IRIS no. 44 – Vers un neuro-imaginaire


Fallait‑il attendre les sciences du cerveau pour comprendre la pensée humaine et les mécanismes de production de l’imaginaire ? Les sciences de l’Homme et de la société sont entrées, ces dernières décennies, dans l’âge du neurone, caractérisé par une connaissance inédite des bases neurophysiologiques des différents états du cerveau. Ces avancées en neurobiologie conduisent à repenser les cadres de l’activité psychique et l’induction même des images mentales. La diffusion des neurosciences — nouveau modèle d'intelligibilité — impacte les théories fondatrices de l’imaginaire et du mythe. Si Gilbert Durand avait défendu — il y a plus de 50 ans — l’hypothèse des racines biophysiologiques de l’imaginaire (belle prémonition épistémologique), les neurosciences bousculent aujourd’hui les thèses réflexologiques du durandisme pour promouvoir un statut neural de l’imaginaire, dans lequel Dieu et Satan habitent les plis de notre cortex préfrontal gauche. Attestées par l’imagerie fonctionnelle, les hallucinations seraient liées à des troubles de la neurotransmission cérébrale. Les plus anciennes phénoménologies mythologiques ont désormais leurs bases neurales. On sait aujourd’hui produire expérimentalement de l’imaginaire en provoquant des expériences sur le cortex. C’est désormais dans les réseaux du connectome qu’il conviendrait d’établir la cartographie de l’imaginaire. La variabilité des connexions neuronales et la plasticité du cortex, stimulé par les émotions, le contexte social, voire l’hérédité biologique et culturelle, expliqueraient la diversité de nos pensées et de nos représentations.
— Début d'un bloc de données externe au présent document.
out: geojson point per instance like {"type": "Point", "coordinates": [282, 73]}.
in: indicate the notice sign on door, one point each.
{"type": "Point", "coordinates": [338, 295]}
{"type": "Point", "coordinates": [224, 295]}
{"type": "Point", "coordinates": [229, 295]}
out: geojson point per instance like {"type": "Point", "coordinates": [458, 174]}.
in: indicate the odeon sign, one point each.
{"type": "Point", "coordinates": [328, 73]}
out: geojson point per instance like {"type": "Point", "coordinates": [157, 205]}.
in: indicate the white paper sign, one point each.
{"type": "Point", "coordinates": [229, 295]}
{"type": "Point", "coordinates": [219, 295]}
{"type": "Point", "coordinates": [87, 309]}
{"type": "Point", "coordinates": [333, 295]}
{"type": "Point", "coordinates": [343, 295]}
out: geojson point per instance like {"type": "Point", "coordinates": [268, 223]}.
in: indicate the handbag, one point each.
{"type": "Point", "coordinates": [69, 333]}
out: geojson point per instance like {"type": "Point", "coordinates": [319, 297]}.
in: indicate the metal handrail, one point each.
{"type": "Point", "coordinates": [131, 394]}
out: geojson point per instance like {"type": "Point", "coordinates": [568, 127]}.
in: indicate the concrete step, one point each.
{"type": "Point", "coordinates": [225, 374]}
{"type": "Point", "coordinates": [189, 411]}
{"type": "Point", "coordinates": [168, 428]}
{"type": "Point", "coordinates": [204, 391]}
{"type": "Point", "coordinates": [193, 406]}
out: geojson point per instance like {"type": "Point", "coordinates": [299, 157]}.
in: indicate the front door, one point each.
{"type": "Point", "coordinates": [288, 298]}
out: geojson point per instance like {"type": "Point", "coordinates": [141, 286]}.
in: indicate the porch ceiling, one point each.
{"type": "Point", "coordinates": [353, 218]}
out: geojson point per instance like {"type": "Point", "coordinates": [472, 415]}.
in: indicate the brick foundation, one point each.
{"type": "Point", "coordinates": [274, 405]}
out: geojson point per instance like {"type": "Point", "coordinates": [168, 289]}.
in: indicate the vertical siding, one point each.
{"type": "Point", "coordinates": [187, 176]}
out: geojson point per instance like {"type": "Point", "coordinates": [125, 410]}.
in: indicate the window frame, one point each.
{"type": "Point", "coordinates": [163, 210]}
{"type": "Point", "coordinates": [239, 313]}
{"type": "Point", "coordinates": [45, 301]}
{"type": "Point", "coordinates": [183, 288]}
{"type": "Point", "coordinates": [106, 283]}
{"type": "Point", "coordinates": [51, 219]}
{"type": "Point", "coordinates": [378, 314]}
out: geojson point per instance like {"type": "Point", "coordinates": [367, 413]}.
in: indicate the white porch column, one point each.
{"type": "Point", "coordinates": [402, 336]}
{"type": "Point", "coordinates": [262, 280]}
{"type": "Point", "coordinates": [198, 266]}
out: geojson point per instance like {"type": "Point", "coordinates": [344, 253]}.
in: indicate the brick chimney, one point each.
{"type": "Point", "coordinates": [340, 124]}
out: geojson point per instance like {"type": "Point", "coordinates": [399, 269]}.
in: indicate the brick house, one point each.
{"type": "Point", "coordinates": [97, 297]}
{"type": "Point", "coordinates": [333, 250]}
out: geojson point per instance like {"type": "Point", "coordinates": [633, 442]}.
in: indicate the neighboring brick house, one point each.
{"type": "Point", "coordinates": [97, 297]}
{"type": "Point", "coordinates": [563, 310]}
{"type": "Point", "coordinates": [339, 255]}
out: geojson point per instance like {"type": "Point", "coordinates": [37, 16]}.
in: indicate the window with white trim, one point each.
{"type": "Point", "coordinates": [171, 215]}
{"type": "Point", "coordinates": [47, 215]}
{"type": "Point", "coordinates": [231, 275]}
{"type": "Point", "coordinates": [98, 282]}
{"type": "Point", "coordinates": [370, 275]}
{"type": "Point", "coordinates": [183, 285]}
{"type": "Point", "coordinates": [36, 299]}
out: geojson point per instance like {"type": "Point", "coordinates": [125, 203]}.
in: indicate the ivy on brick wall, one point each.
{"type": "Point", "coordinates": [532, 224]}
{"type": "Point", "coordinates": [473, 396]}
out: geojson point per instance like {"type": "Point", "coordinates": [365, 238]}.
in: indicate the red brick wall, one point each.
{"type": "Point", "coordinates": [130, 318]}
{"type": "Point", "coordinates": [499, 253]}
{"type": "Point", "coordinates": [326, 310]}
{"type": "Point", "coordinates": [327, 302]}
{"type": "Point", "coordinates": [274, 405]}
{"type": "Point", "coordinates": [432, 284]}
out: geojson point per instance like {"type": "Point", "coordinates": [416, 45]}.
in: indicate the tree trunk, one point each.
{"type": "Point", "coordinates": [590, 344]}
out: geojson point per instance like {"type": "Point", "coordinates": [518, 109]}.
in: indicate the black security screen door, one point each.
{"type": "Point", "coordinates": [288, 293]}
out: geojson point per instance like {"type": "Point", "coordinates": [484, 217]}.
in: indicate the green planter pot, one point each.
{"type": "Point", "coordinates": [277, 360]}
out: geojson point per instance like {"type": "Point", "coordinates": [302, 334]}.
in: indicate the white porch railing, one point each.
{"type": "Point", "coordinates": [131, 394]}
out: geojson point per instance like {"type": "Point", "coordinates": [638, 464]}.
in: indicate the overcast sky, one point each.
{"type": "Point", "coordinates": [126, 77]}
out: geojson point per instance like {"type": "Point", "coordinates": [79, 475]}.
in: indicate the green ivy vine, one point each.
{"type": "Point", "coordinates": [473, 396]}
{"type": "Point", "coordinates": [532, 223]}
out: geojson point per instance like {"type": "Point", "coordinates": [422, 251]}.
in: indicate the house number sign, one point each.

L’IRM fonctionnelle nous montre aussi que voir et imaginer se confondent. Tout se passe en somme comme si l’imagination visuelle était une perception simulée. Sciences cognitives et neurosciences réussiraient‑elles à mettre fin au débat ancestral qui agita les philosophes concernant les relations entre imagination et perception ?

Nous sommes aujourd’hui au seuil de la révolution des neurosciences dans la redéfinition du psychisme et de l’imaginaire. Le présent numéro rend hommage aux travaux pionniers de M.‑A. Cathiard et à son approche anthropologique neurocognitive.